Hi everyone,
I never imagined I would be in this position again, but I’m reaching out because I am in need of additional support as I continue to get through a difficult chapter.
Many of you know a bit about my story, but overall, life has brought a series of challenges that have made it difficult to maintain stability. I've continued to be unable to relocate back to my community in the Midwest and have been navigating severe depression, which has made the everyday much harder to manage than usual.
Despite this, I’ve been doing everything I can to keep moving forward. I’ve continued working, networking, connecting, and trying to rebuild a sense of stability and direction in my life. There have been so many moments of real progress, but the road has not been easy.
Right now I’m facing a short-term financial gap that makes it difficult to keep up with rent and essential expenses while I continue working toward getting back on steady ground.
Asking for help is not easy for me, but I am trying to be better about doing so. I’m someone who usually tries to handle things privately and independently and was so incredibly grateful for all of the support last year when Kelsey arranged one of these for me.
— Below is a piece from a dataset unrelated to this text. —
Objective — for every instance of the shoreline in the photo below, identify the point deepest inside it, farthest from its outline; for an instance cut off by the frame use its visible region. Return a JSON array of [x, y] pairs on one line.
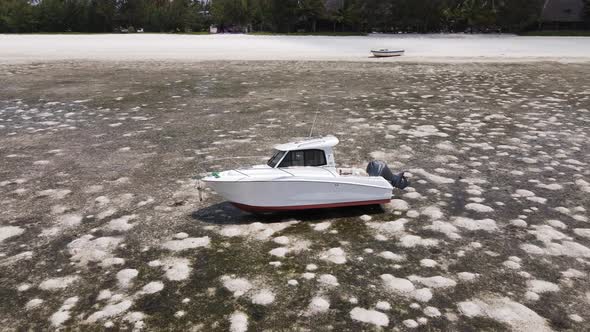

The truth is that sometimes life asks us to lean on community, especially for those of us lacking a traditional family situation, and right now I’m doing my best to accept that support with humility and gratitude.
This fundraiser is simply meant to help me cover my most immediate needs so I can stay housed and keep focusing on rebuilding stability in my life. Funds will go toward:
- Rent
- Utilities & essential bills
- Therapy & medication
- Basic living expenses while I continue working toward stability
I’m committed to continuing the work of rebuilding my life, even when it feels difficult. Anyone who has struggled with mental health knows that progress can sometimes come slowly, but I am doing everything I can to keep going.
If you’re able to contribute, it would mean more than I can express. And if donating isn’t possible, sharing this page or keeping me in your thoughts is deeply appreciated.
Thank you for taking the time to read this and for supporting me during a moment when I truly need community.